We propose a framework to learn a frame-level speech representation in a scenario where no manual transcription is available. Our framework is based on pairwise learning using bottleneck features (BNFs). Initial frame-level features are extracted from a bottleneck-shaped multilingual deep neural network (DNN) which is trained with unsupervised phoneme-like labels. Word-like pairs are discovered in the untranscribed speech using the initial features, and frame alignment is performed on each word-like speech pair. The matching frame pairs are used as input-output to train another DNN with the mean square error (MSE) loss function. The
final frame-level features are extracted from an internal hidden layer of MSE-based DNN. Our pairwise learned feature representation is evaluated on the ZeroSpeech 2017 challenge.
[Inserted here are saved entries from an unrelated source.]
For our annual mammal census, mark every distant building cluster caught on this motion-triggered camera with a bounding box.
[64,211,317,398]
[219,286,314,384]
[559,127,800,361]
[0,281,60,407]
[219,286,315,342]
The experiments show that pairwise learning improves phoneme discrimination in 10s and 120s test conditions. We find that it is important to use BNFs as initial features when pairwise learning is performed. With more word pairs obtained from the Switchboard corpus and its manual transcription, the phoneme discrimination of three languages in the evaluation data can further be improved despite data mismatch.
National Natural Science Foundation of China (Grant No. 61571363) and China Scholarship Council (Grant No. 201706290169).